Direct Line Group Ltd (Direct Line) said their underwriting criteria for new customers generated a decline if the property to be insured had suffered a flood in the last ten years. They stated that the ad referred to customers who were already insured with Direct Line and had been considered acceptable when taken on as new business, and whom they had helped when they made a flood claim.
They said the ad referred to 'flood' in the broadest sense of the word, meaning, for example, an escape of water, such as pipes or a bath overflowing, and weather-related flood. They stated that customers understood water-related damage of any kind to property to be a 'flood', regardless of what caused it. They added that the on-screen text gave a breakdown of the claims and gave the statistics for both 'escape of water' and 'flood'. They said the highest number of claims paid out related to escape of water.
They stated that, whilst their business might restrict the risks they took for flood cover, that was not the case with escape of water, although all risks were subject to meeting underwriting criteria. They considered that the ad was not showcasing a benefit of their cover that was not available to new business and therefore did not consider that the ad was misleading.
The ASA noted that the ad stated "Last year we helped 17,346 people swap wellies back to slippers, when their house flooded and helped find alternative accommodation for those who needed it" and, in light of the high profile press coverage of the UK's major flooding problems in recent years, considered that most consumers would understand that claim to relate to such large scale flooding incidents, where major damage had been caused and where properties had been rendered uninhabitable. On that basis, we considered that most consumers would infer that the insurance cover advertised by Direct Line to new customers would include compensation for major flooding incidents and providing alternative accommodation, as well as compensation for the more common 'escape of water' incidents, such as pipes bursting or a bath overflowing.

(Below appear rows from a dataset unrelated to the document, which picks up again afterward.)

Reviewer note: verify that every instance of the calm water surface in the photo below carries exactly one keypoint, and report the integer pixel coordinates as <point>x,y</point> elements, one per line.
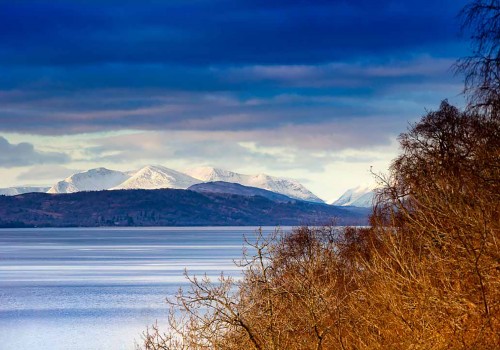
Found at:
<point>99,288</point>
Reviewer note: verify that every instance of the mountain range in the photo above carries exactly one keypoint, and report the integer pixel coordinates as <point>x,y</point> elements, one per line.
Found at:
<point>206,204</point>
<point>158,177</point>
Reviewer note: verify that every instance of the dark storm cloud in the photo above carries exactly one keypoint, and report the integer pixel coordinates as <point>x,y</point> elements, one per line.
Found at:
<point>23,154</point>
<point>82,66</point>
<point>215,31</point>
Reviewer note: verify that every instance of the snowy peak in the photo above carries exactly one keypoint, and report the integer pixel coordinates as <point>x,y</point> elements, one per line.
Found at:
<point>360,196</point>
<point>92,180</point>
<point>155,177</point>
<point>290,188</point>
<point>209,174</point>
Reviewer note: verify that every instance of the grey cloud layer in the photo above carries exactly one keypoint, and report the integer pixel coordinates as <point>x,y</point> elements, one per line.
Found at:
<point>225,98</point>
<point>24,154</point>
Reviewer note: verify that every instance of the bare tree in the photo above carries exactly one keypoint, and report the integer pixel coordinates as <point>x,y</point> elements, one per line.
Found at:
<point>481,20</point>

We understood that properties which had suffered a flood in the last ten years would not be eligible for cover and noted that the ad did not state that exemption. We considered that some consumers would assume that, if their property had already suffered major flooding, that was likely to impact on the cost of their insurance premiums or their ability to find insurance cover for flooding. However, we also considered that a key message of the ad was that Direct Line had a proven record of offering help to those who had suffered major flooding and, consequently, it would not be unreasonable for consumers to assume that Direct Line's cover would include those who were at a high risk of flooding or had previously suffered major flooding.
Therefore, because the ad highlighted the help Direct Line had provided to those who had suffered major flooding and promoted that aspect as a specific feature of their insurance cover, we considered that new customers, including those who had suffered from flooding in the past, would understand that Direct Line could cover them in the case of major floods. Because we noted that the cover was not available to those who had suffered flooding to their property in the past ten years, we concluded that the ad was likely to mislead.
The ad breached CAP Code (Edition 12) rules
Marketing communications must not materially mislead or be likely to do so.
Marketing communications must not mislead the consumer by omitting material information. They must not mislead by hiding material information or presenting it in an unclear, unintelligible, ambiguous or untimely manner.
Material information is information that the consumer needs to make informed decisions in relation to a product. Whether the omission or presentation of material information is likely to mislead the consumer depends on the context, the medium and, if the medium of the marketing communication is constrained by time or space, the measures that the marketer takes to make that information available to the consumer by other means. (Misleading advertising) and 3.9 3.9 Marketing communications must state significant limitations and qualifications. Qualifications may clarify but must not contradict the claims that they qualify. (Qualification).
The ad must not appear again in its current form.